The heavily armed shooter who was taken down by three unarmed US men on a train outside Arras was reportedly carrying a Kalashnikov AK-47 assault rifle, along with nine magazines and up to 300 rounds of ammunition.
Security experts have been quick to point out that this is the same type weapon used by the masked, black-clad killers whose Paris attack on the offices of French comic Charlie Hebdo took 12 lives in January, prompting a major security alert across France.
Most Europeans would expect to see these weapons in warzones such as Ukraine or Syria, but while they are banned in France, there have been reports in recent years of their increasing availability to terrorists. And in October 2014 French police raided homes across the country recovering hundreds of weapons and arresting forty-eight people, after a major internet weapon-smuggling ring was broken up.

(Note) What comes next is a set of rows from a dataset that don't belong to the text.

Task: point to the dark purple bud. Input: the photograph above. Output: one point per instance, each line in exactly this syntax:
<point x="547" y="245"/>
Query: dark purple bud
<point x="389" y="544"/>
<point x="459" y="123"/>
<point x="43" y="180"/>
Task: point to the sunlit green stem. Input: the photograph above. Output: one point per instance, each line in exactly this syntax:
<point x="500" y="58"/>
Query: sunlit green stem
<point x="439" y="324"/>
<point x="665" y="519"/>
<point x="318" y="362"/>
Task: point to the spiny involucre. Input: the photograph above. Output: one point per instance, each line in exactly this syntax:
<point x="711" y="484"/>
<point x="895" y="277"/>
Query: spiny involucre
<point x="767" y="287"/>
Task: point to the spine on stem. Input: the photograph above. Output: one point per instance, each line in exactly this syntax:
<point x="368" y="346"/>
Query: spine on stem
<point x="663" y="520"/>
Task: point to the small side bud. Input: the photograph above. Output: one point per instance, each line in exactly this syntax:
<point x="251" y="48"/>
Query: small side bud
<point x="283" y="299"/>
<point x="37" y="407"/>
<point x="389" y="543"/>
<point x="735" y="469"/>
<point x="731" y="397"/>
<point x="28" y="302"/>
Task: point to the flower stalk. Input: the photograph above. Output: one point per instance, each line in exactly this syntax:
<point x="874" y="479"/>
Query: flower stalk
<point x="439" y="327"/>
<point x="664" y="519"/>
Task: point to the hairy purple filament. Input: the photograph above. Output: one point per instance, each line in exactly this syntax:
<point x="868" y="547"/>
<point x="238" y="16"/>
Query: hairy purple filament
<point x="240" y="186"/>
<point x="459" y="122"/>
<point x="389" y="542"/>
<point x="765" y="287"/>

Most illegal weapons in France are believed to come from Eastern Europe, where large stocks of Soviet-era weapons found their way onto the black market with the opening of vast arsenal at the end of the Cold War. More recently weapons are also believed to have been transport from North African countries, such as Libya, since the Arab Spring.
According to the French Interior Ministry drug dealers and terrorists have been acquiring these weapon in increasing numbers, while earlier this year Philippe Capon, head of the French police union, warned that, the French black market had been “inundated” with weapons from Eastern Europe. This came amid reports that AK-47s retail for as little as 1,000 to 1,5000 Euro on the black market.

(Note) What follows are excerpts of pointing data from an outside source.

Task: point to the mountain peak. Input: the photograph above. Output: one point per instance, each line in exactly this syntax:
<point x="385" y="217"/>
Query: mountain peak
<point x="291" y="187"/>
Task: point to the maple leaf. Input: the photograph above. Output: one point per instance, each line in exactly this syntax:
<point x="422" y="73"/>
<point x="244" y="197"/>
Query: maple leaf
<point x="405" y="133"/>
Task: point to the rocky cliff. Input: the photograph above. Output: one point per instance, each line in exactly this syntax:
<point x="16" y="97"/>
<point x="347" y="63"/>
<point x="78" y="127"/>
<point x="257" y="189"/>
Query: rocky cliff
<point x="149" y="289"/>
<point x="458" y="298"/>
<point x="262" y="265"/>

Earlier this year French media reported that last year as many as a dozen people were killed by AK-47s in France, while in 2012 the Firgaro newspaper reported that French police estimated there were 4,000 military grade weapons circulating illegally in France.

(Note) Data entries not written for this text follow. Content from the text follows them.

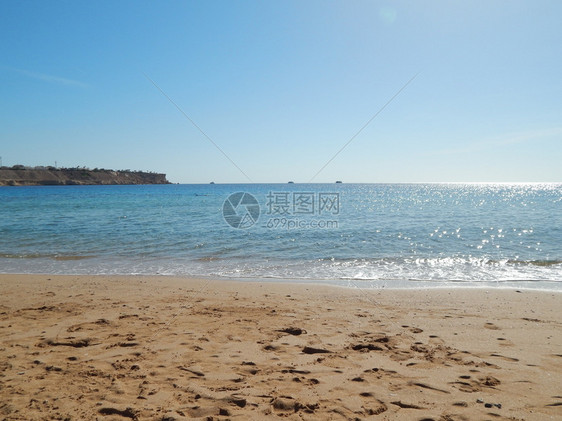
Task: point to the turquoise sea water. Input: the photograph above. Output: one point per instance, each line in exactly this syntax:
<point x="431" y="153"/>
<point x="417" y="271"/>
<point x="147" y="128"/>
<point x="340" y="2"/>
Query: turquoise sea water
<point x="368" y="235"/>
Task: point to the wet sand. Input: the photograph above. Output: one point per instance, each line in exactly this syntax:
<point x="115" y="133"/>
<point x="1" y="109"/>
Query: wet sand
<point x="161" y="348"/>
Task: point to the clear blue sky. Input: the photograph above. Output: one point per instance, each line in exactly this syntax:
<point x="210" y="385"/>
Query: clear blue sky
<point x="281" y="86"/>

Often however the weapons are not actually AK-47s but cheap knock-offs or Eastern European/Chinese derivatives, but with the ubiquity of the AK-47 family of weapons, it is no surprise that the Arras train attacker selected the weapon.
Since the Mumbai terror attacks in 208, where gunmen killed more than 150 people across four days of co-ordinated shootings, and the most recent Tunisia beach attack, police in the UK have feared a “marauding-style attack” by gunmen armed with automatic weapons.
However senior police officers have repeatedly stated that military-grade weapons were far harder to source in the UK for criminals and terrorists. Despite this though. police charged seven people last week after a cache of weapons was recovered in Kent.
The seizure of more than 30 assault rifles and Skorpion machine pistols, along with 58 magazines and 1,000 rounds of ammunition, is the largest operation of its kind in the UK and followed a major investigation by the National Crime Agency (NCA).
A total of six men and a woman were arrested after the deadly stash of high-powered weapons was taken from a van as it left Cuxton Marina in Kent, after it arrived by motor cruiser from France.